Memed mein Falke
Turteltaube gurrte unablässig.
»Ich glaube, wir kommen jetzt zum Falkenfelsen«, sagte Cabbar.
»So ist es«, sagte Horali. »Morgen früh sind wir beim Verzinner. An der Göğçe-Quelle auf dem Konurdağ wird er auf uns warten.«
Memed biß die Zähne zusammen. »So soll das also sein?« Aber er beherrschte sich.
Er konnte sich nicht vorstellen, warum der Verzinner ihm eine Falle stellen wollte. In seinem Kopf schossen die Gedanken wild durcheinander. Abdi Aga fiel ihm jetzt ein. Aber was Abdi Aga mit dem Verzinner zu tun haben sollte, darauf konnte er sich keinen Reim machen.

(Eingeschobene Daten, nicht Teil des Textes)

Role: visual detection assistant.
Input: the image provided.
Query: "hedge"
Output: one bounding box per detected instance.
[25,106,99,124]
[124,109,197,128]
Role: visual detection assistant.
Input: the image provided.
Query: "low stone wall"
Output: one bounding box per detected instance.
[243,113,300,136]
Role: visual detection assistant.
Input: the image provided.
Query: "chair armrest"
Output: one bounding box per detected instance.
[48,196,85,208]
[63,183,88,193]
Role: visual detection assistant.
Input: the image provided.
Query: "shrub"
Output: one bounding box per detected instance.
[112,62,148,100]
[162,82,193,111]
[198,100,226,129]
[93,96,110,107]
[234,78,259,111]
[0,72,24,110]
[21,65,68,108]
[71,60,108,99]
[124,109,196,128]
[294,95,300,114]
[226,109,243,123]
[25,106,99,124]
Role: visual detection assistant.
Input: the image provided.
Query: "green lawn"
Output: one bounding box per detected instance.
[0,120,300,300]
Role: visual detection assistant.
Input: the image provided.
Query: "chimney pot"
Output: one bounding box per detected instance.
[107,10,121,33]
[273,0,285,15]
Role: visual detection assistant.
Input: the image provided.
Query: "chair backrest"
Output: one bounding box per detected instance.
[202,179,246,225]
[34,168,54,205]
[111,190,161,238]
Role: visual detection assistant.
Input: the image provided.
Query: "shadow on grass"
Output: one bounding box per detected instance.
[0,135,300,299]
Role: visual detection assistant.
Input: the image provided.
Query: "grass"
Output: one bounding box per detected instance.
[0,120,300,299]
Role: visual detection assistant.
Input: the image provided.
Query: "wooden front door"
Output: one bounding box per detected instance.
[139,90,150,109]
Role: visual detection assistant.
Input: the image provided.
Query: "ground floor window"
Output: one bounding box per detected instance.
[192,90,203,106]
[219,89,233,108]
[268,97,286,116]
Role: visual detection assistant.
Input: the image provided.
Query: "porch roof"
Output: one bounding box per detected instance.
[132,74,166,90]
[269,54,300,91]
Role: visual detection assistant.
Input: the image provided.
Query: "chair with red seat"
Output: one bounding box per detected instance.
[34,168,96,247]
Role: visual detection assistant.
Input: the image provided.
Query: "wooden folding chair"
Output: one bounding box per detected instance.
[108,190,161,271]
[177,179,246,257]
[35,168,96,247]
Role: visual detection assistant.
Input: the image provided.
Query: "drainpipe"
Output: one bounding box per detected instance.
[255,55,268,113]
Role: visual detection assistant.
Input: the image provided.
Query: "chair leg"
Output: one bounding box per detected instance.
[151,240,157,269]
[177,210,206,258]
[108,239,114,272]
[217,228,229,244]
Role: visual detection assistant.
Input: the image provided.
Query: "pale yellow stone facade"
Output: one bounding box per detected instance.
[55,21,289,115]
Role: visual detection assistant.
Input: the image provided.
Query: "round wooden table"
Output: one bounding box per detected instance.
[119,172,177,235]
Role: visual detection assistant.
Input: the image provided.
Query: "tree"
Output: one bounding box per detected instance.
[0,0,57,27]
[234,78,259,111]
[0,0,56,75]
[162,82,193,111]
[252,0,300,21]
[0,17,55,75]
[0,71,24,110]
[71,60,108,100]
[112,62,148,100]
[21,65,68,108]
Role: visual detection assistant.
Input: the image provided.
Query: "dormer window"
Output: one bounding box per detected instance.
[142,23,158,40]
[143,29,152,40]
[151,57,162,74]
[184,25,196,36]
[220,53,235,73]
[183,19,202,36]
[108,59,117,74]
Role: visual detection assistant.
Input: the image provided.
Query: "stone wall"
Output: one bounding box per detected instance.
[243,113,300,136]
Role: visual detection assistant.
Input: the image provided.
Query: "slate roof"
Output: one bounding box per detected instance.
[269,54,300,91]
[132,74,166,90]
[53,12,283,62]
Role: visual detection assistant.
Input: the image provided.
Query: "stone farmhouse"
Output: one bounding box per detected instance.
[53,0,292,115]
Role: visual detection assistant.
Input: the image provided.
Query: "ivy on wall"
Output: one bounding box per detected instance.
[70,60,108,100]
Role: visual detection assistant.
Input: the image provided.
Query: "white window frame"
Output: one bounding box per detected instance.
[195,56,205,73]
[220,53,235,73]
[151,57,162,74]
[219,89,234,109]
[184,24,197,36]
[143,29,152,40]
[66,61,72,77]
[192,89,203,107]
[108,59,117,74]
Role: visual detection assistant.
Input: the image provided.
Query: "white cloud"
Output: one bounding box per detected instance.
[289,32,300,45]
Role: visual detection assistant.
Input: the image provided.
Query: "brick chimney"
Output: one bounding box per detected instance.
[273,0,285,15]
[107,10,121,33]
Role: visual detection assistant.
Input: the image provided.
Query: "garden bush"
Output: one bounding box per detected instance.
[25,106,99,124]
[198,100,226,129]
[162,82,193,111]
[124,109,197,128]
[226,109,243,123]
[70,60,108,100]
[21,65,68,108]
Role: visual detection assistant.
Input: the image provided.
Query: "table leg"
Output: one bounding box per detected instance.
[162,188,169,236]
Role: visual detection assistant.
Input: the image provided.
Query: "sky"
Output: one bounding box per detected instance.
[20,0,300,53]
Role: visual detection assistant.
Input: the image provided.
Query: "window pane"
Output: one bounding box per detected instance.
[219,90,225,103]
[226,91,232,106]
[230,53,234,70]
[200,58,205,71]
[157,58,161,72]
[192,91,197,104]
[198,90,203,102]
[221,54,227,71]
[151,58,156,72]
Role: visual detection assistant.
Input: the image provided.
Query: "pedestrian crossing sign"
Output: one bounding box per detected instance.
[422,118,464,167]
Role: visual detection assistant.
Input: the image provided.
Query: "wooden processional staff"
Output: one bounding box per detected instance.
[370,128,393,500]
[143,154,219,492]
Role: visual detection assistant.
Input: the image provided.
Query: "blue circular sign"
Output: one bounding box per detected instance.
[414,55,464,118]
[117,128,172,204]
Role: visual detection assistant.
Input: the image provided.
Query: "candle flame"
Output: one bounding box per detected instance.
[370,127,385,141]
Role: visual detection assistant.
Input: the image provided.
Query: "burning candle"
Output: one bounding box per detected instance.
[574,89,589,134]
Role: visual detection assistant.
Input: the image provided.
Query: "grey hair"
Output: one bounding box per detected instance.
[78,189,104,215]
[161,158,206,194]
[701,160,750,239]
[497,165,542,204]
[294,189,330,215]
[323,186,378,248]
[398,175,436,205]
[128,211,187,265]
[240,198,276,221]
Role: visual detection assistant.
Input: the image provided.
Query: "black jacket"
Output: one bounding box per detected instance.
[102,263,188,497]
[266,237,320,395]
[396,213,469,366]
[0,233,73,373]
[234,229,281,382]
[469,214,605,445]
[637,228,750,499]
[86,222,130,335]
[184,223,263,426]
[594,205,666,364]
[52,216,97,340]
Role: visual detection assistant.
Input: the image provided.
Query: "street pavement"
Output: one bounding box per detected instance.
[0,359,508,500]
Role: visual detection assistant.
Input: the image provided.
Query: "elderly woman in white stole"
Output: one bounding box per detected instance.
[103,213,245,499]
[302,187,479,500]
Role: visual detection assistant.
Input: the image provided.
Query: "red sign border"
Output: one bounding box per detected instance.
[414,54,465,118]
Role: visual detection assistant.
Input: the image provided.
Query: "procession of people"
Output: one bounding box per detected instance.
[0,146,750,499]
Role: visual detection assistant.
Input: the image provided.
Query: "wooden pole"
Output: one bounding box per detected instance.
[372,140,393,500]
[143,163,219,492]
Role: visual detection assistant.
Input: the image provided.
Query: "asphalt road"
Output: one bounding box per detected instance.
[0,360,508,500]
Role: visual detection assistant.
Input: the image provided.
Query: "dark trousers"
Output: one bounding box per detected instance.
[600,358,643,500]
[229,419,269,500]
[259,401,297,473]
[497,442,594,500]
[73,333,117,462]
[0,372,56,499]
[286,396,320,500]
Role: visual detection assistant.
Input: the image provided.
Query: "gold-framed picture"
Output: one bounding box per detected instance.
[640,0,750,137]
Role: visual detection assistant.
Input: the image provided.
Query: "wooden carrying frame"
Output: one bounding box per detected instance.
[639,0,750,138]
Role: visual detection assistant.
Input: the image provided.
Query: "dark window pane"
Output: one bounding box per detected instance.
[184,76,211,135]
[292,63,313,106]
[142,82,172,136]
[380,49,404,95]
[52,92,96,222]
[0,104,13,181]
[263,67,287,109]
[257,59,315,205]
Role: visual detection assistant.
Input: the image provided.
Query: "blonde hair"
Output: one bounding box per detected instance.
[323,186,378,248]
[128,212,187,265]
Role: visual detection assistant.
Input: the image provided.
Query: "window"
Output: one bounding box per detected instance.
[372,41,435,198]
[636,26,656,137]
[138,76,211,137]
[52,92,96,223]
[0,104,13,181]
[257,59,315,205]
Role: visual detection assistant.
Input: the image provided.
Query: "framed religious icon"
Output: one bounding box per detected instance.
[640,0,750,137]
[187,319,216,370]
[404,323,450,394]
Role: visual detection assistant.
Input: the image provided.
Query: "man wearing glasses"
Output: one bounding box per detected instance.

Über dem Gipfel des Kayranli breitete sich eine vielfarbige Morgendämmerung aus. Die Nebel stiegen langsam vom Boden und von den Bäumen auf, als sie am anderen Tag den Konurdağ erreichten. »Wartet solange hier«, sagte Horali. »Ich gebe inzwischen Bescheid.«
Memed und Cabbar setzten sich.
»Meinst du, daß sie uns jetzt mit einer Salve überschütten, Cabbar?«
»Nein. Bevor sie uns anfallen, werden sie uns zumindest mit Lammbraten bewirten.«
»Das glaube ich auch. Der Verzinner hat nicht den Mut, sich auf einen offenen Kampf mit uns einzulassen. Wenn er der ist, von dem wir so viel erzählen gehört haben, dann wird er uns erst einmal die Gewehre aus der Hand nehmen und danach trachten, uns bei der Mahlzeit umzubringen. Das ist dann ein Kinderspiel. Aber ich weiß immer noch nicht, warum er uns ans Leben will.«
»Das ist doch ganz klar«, sagte Cabbar. »Er ist Ali Safa Beys Mann.«
»Na und?«
»Und Ali Safa Bey ist ... «
»Das glaubst du doch selbst nicht.«
»Laß dich nicht für dumm verkaufen, Memed. Sie sind einer des anderen Sklave. Hast du jetzt verstanden?«
»Ja, ich habe verstanden. Abdi Aga steckt also dahinter, was?«
»Natürlich! Anders kann es doch gar nicht sein!«
Kurz vor Mittag kam Horali zurück. Sie standen auf, um das letzte Wegstück bis zur Göğçe-Quelle zurückzulegen. Als sie unterhalb der Quelle waren, tauchte der Verzinner in der Ferne auf. Langsam kam er näher. Es war offensichtlich, daß er etwas im Schilde führte.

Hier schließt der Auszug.